Children and Adolescents
- Monkeypox should be considered when children or adolescents present with a rash that could be consistent with the disease, especially if epidemiologic criteria are present.
- Young children, children with eczema and other skin conditions, and children with immunocompromising conditions may be at increased risk of severe disease.
- Treatment should be considered on a case-by-case basis for children and adolescents with suspected or confirmed monkeypox who are at risk of severe disease or who develop complications of monkeypox. Tecovirimat is the first-line medication to treat monkeypox, including in children and adolescents.
- Children and adolescents with exposure to people with suspected or confirmed monkeypox may be eligible for post-exposure prophylaxis (PEP) with vaccination, immune globulin, or antiviral medication.
For Additional information see CDC guidance on Clinical Considerations for Monkeypox in Children and Adolescents.
People with HIV
- People with advanced HIV or who are not virologically suppressed with antiretroviral therapy can be at increased risk of severe disease related to monkeypox virus infection.
- Post-exposure prophylaxis and antiviral treatments are available for persons exposed to monkeypox or with monkeypox virus infection. Vaccination with JYNNEOS is considered safe for people with HIV, and antiviral treatments have few interactions with antiretroviral therapy.

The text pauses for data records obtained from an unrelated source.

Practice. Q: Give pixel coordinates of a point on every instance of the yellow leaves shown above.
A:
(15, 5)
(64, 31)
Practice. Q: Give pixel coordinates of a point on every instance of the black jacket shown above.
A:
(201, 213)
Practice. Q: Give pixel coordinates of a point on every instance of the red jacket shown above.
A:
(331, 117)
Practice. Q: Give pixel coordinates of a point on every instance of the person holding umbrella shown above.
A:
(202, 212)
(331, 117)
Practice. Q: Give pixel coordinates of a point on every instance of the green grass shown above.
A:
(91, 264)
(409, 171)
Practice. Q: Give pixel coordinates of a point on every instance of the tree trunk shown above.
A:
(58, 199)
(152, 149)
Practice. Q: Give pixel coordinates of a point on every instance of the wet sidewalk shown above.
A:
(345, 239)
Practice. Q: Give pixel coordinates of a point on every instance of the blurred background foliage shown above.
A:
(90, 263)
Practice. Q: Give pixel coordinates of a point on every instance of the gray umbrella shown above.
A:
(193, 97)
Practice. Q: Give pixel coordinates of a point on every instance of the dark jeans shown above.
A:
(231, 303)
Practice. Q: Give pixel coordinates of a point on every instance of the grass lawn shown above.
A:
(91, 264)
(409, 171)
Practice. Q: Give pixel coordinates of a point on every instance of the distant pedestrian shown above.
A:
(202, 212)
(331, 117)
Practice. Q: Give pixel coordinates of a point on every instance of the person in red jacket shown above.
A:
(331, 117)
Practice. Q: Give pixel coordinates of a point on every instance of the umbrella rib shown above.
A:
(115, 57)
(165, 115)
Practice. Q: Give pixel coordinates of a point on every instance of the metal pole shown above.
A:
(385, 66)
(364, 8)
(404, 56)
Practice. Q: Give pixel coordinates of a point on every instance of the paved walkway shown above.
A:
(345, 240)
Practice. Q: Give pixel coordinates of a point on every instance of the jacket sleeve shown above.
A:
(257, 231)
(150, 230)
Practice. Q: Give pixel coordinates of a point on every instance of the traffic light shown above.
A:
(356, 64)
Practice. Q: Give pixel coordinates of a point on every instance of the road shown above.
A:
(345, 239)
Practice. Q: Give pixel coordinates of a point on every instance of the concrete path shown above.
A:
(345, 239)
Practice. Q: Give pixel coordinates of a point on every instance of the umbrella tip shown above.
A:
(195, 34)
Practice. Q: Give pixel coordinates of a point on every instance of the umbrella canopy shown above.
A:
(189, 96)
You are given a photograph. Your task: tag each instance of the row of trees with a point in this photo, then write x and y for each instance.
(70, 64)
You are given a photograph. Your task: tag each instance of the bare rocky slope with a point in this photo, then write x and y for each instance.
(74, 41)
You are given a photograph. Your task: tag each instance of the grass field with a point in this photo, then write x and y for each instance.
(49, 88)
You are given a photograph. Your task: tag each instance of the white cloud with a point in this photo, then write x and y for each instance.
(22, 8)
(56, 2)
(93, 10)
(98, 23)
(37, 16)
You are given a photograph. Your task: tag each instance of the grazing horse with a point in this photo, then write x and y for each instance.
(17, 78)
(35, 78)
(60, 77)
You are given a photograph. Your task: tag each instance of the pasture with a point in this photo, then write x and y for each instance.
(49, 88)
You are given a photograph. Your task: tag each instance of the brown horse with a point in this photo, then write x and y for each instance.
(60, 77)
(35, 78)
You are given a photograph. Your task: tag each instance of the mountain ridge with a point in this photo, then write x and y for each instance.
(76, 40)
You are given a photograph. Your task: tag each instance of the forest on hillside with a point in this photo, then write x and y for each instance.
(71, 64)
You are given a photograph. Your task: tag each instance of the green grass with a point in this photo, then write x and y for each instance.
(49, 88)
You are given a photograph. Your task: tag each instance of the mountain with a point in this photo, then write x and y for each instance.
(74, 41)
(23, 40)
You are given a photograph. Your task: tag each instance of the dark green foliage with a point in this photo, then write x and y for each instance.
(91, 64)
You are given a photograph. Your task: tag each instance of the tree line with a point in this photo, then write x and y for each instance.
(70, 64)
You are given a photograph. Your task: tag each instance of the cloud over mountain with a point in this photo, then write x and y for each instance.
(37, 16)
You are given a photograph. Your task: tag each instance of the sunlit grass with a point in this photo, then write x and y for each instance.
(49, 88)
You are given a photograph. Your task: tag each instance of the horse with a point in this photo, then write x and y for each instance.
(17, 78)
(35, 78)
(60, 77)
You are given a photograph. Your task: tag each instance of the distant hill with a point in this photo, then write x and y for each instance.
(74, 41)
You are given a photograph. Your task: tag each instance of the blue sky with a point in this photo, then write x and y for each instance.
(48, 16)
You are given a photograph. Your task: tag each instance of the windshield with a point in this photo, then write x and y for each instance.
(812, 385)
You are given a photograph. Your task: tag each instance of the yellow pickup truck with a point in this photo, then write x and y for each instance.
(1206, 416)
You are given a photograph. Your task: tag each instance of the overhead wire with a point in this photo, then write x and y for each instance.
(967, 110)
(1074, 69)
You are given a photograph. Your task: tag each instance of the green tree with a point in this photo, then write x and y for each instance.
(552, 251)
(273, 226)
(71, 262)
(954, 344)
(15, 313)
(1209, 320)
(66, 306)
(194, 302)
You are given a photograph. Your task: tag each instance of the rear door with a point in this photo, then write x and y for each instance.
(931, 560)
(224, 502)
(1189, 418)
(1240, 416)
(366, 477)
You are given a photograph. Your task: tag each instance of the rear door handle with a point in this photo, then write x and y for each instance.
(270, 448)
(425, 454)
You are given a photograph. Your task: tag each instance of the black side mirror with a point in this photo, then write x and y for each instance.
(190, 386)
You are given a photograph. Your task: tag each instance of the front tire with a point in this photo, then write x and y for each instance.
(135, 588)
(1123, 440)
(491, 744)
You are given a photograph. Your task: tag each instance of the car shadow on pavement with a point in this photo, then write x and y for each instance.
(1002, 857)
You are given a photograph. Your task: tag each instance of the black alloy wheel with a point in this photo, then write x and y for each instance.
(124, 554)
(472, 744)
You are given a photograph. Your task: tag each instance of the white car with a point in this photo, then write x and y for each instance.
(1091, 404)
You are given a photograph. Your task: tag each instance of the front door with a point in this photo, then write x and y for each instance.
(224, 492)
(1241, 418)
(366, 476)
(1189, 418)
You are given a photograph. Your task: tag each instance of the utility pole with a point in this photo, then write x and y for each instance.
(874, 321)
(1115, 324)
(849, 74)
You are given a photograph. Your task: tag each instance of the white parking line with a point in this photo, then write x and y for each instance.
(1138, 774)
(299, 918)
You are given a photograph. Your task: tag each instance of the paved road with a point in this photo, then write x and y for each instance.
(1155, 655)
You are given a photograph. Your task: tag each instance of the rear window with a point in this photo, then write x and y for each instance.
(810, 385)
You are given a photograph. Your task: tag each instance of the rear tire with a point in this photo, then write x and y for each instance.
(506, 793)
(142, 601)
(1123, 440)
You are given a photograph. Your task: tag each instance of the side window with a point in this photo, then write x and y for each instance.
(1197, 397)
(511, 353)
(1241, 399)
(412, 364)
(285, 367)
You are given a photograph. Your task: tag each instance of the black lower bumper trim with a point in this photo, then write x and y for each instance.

These considerations are based upon limited evidence available to date about monkeypox virus infection in patients with HIV. The approaches outlined below are intentionally cautious until additional data become available.
For Additional information see CDC guidance on Clinical Considerations for Treatment and Prophylaxis of Monkeypox Virus Infection in People with HIV.
Pregnant or Breastfeeding
- Data regarding monkeypox infection in pregnancy are limited. It is unknown if pregnant people are more susceptible to Monkeypox virus or if infection is more severe in pregnancy.
- Monkeypox virus can be transmitted to the fetus during pregnancy or to the newborn by close contact during and after birth.
- Adverse pregnancy outcomes, including spontaneous pregnancy loss and stillbirth, have been reported in cases of confirmed monkeypox infection during pregnancy. Preterm delivery and neonatal monkeypox infection have also been reported. The frequency and risk factors for severity and adverse pregnancy outcomes are not known.
- Pregnancy loss, stillbirth, preterm birth, and congenital infection have been reported in cases of Variola virus infection during pregnancy.
- Separation (e.g., separate rooms) of a patient with monkeypox from their newborn is the best way to prevent transmission to the newborn. Full-time rooming in with a newborn is not recommended during a patient’s infectious period.
- The patient should be counseled about the risk of transmission and the potential for severe disease in newborns. If the patient chooses to have contact with the newborn during the infectious period, strict precautions should be taken, including the following:
- There should be no direct skin-to-skin contact.
- During contact the newborn should be fully clothed or swaddled and after contact occurs the clothing or blanket should be removed and replaced.
- Gloves and a fresh gown should be worn by the patient at all times, with all visible skin below the neck covered.
- Soiled linens should be removed from the area.
- The patient should wear a well-fitting source control (e.g. medical mask) during visit.
- These precautions should be continued until criteria for discontinuing isolation have been met (i.e., all lesions have resolved, the scabs have fallen off, and a fresh layer of intact skin has formed).
- Discharge planning should take into account the duration of isolation, ability to strictly adhere to recommended isolation precautions, and availability of alternative caregivers.
- It is unknown if Monkeypox virus is present in breast milk. Breast milk expressed from a patient who is symptomatic or isolated should be discarded while breastfeeding is delayed. To avoid inadvertently exposing an infant to the Monkeypox virus, a healthy caregiver can feed pasteurized donor human milk or infant formula. People who are breastfeeding should talk with their healthcare provider to determine if their lesions have healed and they can resume direct breastfeeding or feed expressed breast milk.
For Additional information see CDC guidance on Clinical Considerations for Monkeypox in People Who are Pregnant or Breastfeeding.